Saturn Return is one of the most crucial turning points you ever experience, when you assume the greatest responsibility of all: responsibility for your own life.


Meg said...

I am 29 years old and I have recently filed for a divorce. My Saturn Return is upon me and I've decided to start a blog about my recent major transitions. Feel free to check it out: I haven't addressed Saturn Return in my blog yet, but I have been aware of this phase for about a year. Thank you for delving into the topic. Explanations for this confusing time are comforting. I hope my blog offers comfort to others as well.

Skye Alexander said...

Thanks for writing, Meg. I visited your blog, and found your comments to be very poignant and thought-provoking. Yes, Saturn Return is confusing, disturbing, revelatory, and often painful. Also extremely important. Trust me, it gets better.... Hang in there!

Anonymous said...

I will undergo Saturn Return one in dec'11, again around mar'12 when retrograde and final sojourn in Sep'12. I am already spending time on my own for the first time in 28 years. I started my career this year and I think everything is happening to prepare me for the great responsibilities that are about to fall on me..

Honey LaBronx said...

I'm so glad I found this. About a decade and a half ago I found your column. I don't know which publication it was, but on the printout I still have saved (scanned) there's a yellow logo at the top that says "Library".

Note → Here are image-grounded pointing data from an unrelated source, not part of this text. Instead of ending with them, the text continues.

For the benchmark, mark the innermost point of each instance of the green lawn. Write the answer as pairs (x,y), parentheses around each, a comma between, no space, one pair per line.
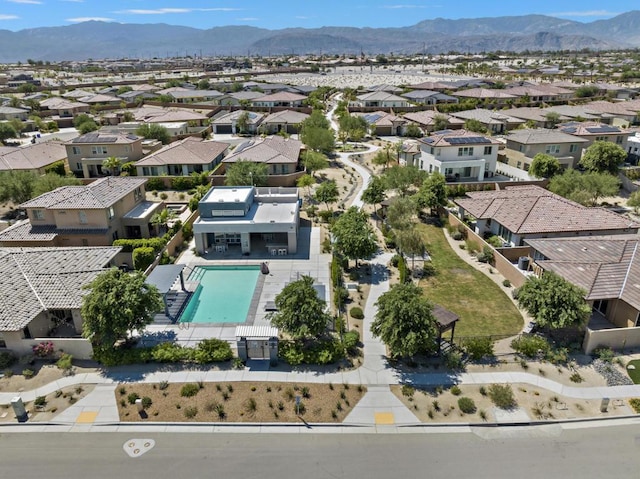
(482,306)
(634,374)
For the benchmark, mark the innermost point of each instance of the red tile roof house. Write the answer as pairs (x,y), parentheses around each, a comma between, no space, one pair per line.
(520,213)
(608,269)
(183,157)
(281,155)
(41,292)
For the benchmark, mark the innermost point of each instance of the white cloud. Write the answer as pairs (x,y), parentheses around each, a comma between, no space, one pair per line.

I used to tell people "Just google 'Saturn Return' and it will be the second article that comes up on Google" but over the years it stopped showing up. So I did a text search for your name and luckily that brought me here.

Of all the explanations of Saturn Return I have ever found online, yours was the most thorough, thoughtful, and helpful explanation I ever found, so for ages this was my go-to article to share with people who had questions about their Saturn Return.

Just thought you'd appreciate hearing from someone who found value in your work for such a long time. :)

And while it's now been a long time since my Saturn Return, I'm happ to say that during mine:

- I got back on stage and started performing again after a 7 year hiatus.
- I stopped smoking.
- I quit drugs and alcohol.
- I joined AA and have been sober now for 15 years.
- I became a vegan.
- I became a drag queen.

And today I am known as The Vegan Drag Queen. To think that everything that is central to my life today, is all the result of things that came into existence during my Saturn Return.

I thank God a friend told me when I was about 27 or so what my Saturn Return was.

I remember telling him "I have this looming feeling that pretty soon, I'm going to be locked into that grown-up, adult version of myself. Before that happens, I'd like to be able to make whatever positive changes while I still can."

He told me "It sounds like you're talking about your Saturn Return."

"My Saturn What-Now" I asked?

Shortly thereafter, I found your article. And to this day, I am so grateful that I got to go through my entire Saturn Return with my eyes open, aware of the opportunity I had before me.

Thanks for the work you're doing. It made a measurable difference in my life, and in the life of countless others with whom I've shared your work.